一話
ー/ー
ヒューマンドール、それは命を宿された人形、さらになんでも言う事を聞くという不思議な人形。
ヒューマンドールには心がない。
最初はただの人形、動く気配すらない球体関節人形。ただ、それはある技術者の手によって人間となんら変わらない物へ変貌を遂げる。見た目は周りの人間とさほど変わらない。ただ人間と違い、【主君契約】をしなければ動かないということ。
【主君契約】とは、ヒューマンドールと人間との間に交わされる契約。契約を行うことでその人間は主人となり、ヒューマンドールを思い通りに扱える。使い方は人それぞれだ。
忠実な従業員として働かせるもよし、寂しさから恋人や夫婦として生活をするもよし、ストレス発散の為に日々暴力を振るうことも可能だ、繁殖はできないが性行為を行い欲だって満たせる。
もう一度言うが、ドールには心がない。
これは、そんな世界に生まれた一つの命の物語。
いいえ――二つの命の物語。
◻︎ ◻︎ ◻︎
《痛い……やめて……なんで僕だけが嫌がらせに耐えなきゃいけないんだ……僕が何をしたっていうの!》
彼の髪は薄黒く、少し癖がある為か時折重力に逆らい上を向いていたりする。背は高くも低くもなく、いい意味でも悪い意味でも普通ということだ。
肌も白く迫力のない見た目に普段から彼はいじめの対象となっていた。服は汚れていて服の端は擦れたように荒く破れている。
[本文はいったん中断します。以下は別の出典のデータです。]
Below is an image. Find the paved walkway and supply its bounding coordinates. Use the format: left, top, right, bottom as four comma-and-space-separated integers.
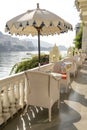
0, 61, 87, 130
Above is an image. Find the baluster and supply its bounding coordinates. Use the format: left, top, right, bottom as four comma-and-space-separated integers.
25, 77, 29, 103
8, 84, 17, 115
15, 82, 20, 110
2, 87, 10, 121
0, 93, 4, 125
19, 80, 24, 108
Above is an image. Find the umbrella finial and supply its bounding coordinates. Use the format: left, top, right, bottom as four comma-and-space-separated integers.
37, 3, 39, 9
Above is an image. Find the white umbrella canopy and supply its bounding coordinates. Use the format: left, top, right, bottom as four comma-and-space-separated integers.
5, 4, 72, 66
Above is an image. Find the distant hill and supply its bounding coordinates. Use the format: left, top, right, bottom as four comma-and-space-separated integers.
0, 32, 67, 51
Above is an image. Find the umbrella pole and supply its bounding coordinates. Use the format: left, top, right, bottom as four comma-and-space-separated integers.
37, 29, 40, 68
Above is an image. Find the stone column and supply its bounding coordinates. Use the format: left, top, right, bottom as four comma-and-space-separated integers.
82, 25, 87, 53
0, 93, 4, 125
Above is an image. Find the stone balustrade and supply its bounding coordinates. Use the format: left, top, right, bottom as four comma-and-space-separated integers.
0, 63, 52, 125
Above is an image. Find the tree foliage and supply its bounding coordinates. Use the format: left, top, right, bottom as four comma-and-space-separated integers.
10, 55, 49, 74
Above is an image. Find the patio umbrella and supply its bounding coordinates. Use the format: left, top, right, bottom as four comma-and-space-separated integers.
5, 3, 72, 66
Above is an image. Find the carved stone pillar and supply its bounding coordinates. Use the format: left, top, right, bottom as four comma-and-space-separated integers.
8, 84, 17, 115
19, 81, 24, 107
0, 93, 4, 125
82, 25, 87, 53
2, 86, 10, 121
15, 82, 20, 110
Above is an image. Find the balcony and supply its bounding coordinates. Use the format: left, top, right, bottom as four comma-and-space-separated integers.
0, 61, 87, 130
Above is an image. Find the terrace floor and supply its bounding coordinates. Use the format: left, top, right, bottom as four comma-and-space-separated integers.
0, 61, 87, 130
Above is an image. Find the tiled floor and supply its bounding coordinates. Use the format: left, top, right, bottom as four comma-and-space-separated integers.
0, 61, 87, 130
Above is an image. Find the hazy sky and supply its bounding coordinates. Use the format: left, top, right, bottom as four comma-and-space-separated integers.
0, 0, 80, 47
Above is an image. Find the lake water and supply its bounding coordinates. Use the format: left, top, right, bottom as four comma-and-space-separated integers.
0, 51, 66, 78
暗く小さな部屋、ジメッとするような空気、部屋の中央には、今にも崩れそうなボロボロな木の机が四台あり、向かいあわせでくっつけて並べられている。当然のように椅子もボロい木でできている。
部屋には彼の同僚が四人おり、四人ともあちこち破れた服を身につけている。当然のように顔や手が黒く汚れており、髪の毛は洗っていないのか皮脂でギトギトだ、そんな連中から彼は毎日虐められ耐えている。
なぜやり返さないのか、なぜ耐えるのか、その理由は一つだ。
辞めてしまうとお金が稼げなくなる、食べ物が買えなくなる……死んでしまうからだ。何としてでも耐え抜かなければならない、という思考を巡らせば巡らせるほど精神的ストレスは大きい。
「もう……嫌だ……」
生き甲斐のない日々を送るある日、通勤中の彼は一枚のポスターに目を奪われる。
「ヒューマンドール?」
――ヒューマンドール製作所〈命の宿り木〉
僕の創る生きたドールが、あなたの心に空いた穴を埋めてくれることでしょう。信じたあなたの幸せを保証いたします。 では。
ひび割れたコンクリートの壁に、剥がれかけながらも頑固に張り付くそのポスターに、彼はどんどん惹き込まれていく。
「行く……か」
彼は半信半疑の中ほんの少しの希望を胸に命の宿り木へ向かう。
◻︎ ◻︎ ◻︎
「ここでヒューマンドールが創られてるのか……」
看板もなければ何の情報もない、木造で周りのコンクリートの部分はひび割れがよく目立つ、一見するとまるで廃墟のような建物。
ゆっくり扉を開ける、錆びきったドア金具の音が嫌に空気を振動させ、彼の鼓膜へ伝える。中へ入り少し歩くと地面に小さな物置用のドアがあり、ドアの中央に小さくこう書いてある。
――ここだよ。
と、それだけ。
それを見て少し安心するも、その不気味な雰囲気は彼の心の奥に少し恐怖を植え付けた。彼は恐怖に身体のあちこちが硬直する。が、勇気を振り絞り扉を開ける。
中は地下へ続く階段が伸びていた。壁に蝋燭が等間隔で並んではいるがとても薄暗い。彼は恐る恐る壁を伝って降りていく、蝋燭の灯りだけを頼りに。
「あ、拓けてる」
降りて行くと目の先に拓けた場所が見えてくる。階段を降り切るとそこには広場があり、辺りを見渡すとそこは端まで灯りが届かないほどに広かった。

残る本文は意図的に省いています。